Destaco aqui que a jurisprudência no sentido de que não se pode reconhecer o crime de prevaricação na conduta de quem omite os próprios deveres por indolência ou simples desleixo, se inexistente a intenção de satisfazer interesse ou sentimento pessoal (JUTACRIM 71/320) e ainda outro entendimento no sentido de que ninguém tem a obrigação, mesmo o policial, de comunicar à autoridade competente fato típico a que tenha dado causa, porque nosso ordenamento jurídico garante ao imputado o silêncio e até mesmo a negativa de autoria (RT 526/395).

Podem sim juízes e promotores prevaricarem em atividade fim. Aliás, os atos dos juízes configuradores de prevaricação estão equiparados aos dos demais servidores públicos.

Em excelente artigo sobre a matéria, Pedro Ferreira Leite Neto(Prevaricação, imparcialidade do juiz e o devido processo legal, 25 de setembro de 2012, in Consultor Jurídico), assim resume, em conclusão:

“a) A garantia fundamental do devido processo legal não prescinde em hipótese alguma do rigoroso respeito, pelo juiz de direito, às regras de processo civil e de processo penal disciplinadoras do impedimento e da suspeição.

b) A previsão criminal da prevaricação constitui importante e necessário mecanismo de controle social a bem da proteção do devido processo legal.
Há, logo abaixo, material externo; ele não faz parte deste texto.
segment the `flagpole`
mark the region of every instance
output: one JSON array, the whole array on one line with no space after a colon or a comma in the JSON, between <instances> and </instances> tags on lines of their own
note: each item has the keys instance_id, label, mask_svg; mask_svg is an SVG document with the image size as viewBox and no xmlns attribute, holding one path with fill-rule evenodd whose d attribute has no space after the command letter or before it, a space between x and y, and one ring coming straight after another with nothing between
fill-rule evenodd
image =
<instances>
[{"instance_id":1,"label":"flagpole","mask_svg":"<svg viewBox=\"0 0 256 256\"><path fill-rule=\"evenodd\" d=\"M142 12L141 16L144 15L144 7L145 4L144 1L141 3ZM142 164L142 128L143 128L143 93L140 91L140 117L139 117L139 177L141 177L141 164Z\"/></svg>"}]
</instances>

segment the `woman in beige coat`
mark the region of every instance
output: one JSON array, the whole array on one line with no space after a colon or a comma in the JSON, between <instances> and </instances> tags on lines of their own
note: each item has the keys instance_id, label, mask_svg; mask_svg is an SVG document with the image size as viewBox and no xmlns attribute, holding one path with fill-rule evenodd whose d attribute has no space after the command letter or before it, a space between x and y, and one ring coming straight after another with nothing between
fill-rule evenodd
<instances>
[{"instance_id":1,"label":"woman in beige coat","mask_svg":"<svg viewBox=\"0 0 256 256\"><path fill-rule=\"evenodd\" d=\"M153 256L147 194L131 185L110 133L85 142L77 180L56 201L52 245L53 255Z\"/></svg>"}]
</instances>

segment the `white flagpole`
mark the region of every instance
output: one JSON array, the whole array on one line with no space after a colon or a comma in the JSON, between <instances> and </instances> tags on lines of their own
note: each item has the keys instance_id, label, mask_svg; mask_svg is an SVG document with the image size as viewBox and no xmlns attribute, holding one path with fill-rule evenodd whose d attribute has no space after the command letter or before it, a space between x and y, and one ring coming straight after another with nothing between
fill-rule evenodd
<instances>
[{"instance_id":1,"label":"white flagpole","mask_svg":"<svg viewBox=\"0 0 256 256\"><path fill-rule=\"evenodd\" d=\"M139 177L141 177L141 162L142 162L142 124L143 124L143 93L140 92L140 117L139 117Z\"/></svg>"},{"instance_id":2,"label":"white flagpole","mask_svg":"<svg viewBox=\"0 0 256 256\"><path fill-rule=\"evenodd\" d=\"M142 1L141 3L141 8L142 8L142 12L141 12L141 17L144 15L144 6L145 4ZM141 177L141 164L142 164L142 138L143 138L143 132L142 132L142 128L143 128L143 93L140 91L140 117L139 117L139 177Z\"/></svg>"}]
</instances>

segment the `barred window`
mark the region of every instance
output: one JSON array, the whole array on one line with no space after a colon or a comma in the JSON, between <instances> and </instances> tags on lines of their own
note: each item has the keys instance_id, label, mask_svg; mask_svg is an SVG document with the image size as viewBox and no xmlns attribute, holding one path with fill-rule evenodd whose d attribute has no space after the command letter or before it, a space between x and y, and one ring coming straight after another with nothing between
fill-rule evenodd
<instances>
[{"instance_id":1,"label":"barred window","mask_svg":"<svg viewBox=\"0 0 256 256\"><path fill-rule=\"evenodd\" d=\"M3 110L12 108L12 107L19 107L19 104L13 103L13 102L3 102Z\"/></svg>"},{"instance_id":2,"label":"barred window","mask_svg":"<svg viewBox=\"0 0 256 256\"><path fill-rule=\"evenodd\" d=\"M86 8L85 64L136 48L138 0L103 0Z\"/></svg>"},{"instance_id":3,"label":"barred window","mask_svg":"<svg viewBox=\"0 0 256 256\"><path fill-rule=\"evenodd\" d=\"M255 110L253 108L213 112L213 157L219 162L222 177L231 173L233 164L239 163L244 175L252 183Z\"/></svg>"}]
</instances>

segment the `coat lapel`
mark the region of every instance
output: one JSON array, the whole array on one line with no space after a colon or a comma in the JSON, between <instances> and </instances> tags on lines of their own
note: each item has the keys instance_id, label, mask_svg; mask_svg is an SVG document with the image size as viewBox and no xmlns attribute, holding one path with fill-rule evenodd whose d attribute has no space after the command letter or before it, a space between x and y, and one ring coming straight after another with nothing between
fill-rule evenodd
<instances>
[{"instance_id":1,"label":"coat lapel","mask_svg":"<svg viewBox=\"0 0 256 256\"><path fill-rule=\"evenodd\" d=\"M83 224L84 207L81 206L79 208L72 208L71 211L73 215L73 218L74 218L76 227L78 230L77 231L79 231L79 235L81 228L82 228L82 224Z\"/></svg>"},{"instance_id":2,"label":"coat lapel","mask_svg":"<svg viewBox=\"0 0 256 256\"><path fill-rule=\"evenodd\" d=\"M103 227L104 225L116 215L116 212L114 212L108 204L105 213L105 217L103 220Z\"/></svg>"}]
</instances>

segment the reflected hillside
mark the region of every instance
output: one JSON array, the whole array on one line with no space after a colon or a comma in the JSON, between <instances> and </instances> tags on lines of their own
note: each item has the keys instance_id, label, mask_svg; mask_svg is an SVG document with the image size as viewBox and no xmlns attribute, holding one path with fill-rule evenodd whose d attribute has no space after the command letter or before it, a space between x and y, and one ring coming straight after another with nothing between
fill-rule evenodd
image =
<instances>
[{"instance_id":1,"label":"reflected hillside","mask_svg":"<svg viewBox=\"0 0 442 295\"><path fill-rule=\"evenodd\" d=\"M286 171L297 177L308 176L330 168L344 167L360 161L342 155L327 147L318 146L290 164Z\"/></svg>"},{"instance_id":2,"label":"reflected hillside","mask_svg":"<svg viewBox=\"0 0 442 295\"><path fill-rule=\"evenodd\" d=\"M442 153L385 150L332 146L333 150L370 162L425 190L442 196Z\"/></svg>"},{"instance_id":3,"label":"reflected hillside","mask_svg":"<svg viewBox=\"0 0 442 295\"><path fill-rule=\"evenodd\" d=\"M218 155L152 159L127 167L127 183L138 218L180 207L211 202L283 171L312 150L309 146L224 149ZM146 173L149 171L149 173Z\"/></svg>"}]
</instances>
c) A prevaricação pode se configurar como desdobramento de uma hipótese de impedimento ou de suspeição do juiz, embora nem toda causa destas espécies conduza, automaticamente, àquela figura penal.

d) Haverá claro indicador de prevaricação no comportamento do juiz que traduzir doloso e inaceitável desrespeito a alguma hipótese legal processual indicativa de parcialidade (de impedimento ou de suspeição), e que permita ser associado ao propósito do mesmo magistrado de satisfazer um interesse ou um sentimento pessoal que lhe seja próprio, assim se aperfeiçoando o elemento subjetivo do tipo penal.

e) Tal elemento subjetivo do tipo de prevaricação não precisa ser necessariamente distinto daquele que revista a própria causa configuradora do dever (não respeitado) de afastamento do processo.

f) A contrariedade à expressa disposição legal, prevista no artigo 319 do CP, não precisa sempre envolver preceito normativo substantivo. Daí porque não é impossível a incursão na prevaricação mesmo quando o magistrado aplique sem qualquer mácula o direito material ao caso que lhe é submetido.

g) Não parece proporcional e nem adequada, mas sim reveladora de uma proteção penal insuficiente, a equiparação do comportamento do magistrado ao do funcionário público em geral. A atuação do primeiro, enquanto regente do processo — velando pelo “devido processo legal” — é de tal protagonismo que exigiria um tratamento diferente em termos de resposta penal suficientemente garantidora daquele princípio fundamental.”

Observo o que foi divulgado pela Rede de Ensino Luiz Flávio Gomes em que se destaca um possível crime de prevaricação cometido por magistrado:

“Os fatos relatados descrevem que o idoso Luiz Barbosa Filho estava sob os cuidados da empregada doméstica Maria do Carmo da Silva, quando começou a apresentar ferimentos que foram por ela justificados em razão de um tombo.

Desconfiados, os filhos da vítima a demitiram. O juiz, ao ser informado dos fatos pela sua namorada, neta do idoso, acreditou na culpa da empregada doméstica e orientou os familiares a noticiarem o fato à autoridade policial.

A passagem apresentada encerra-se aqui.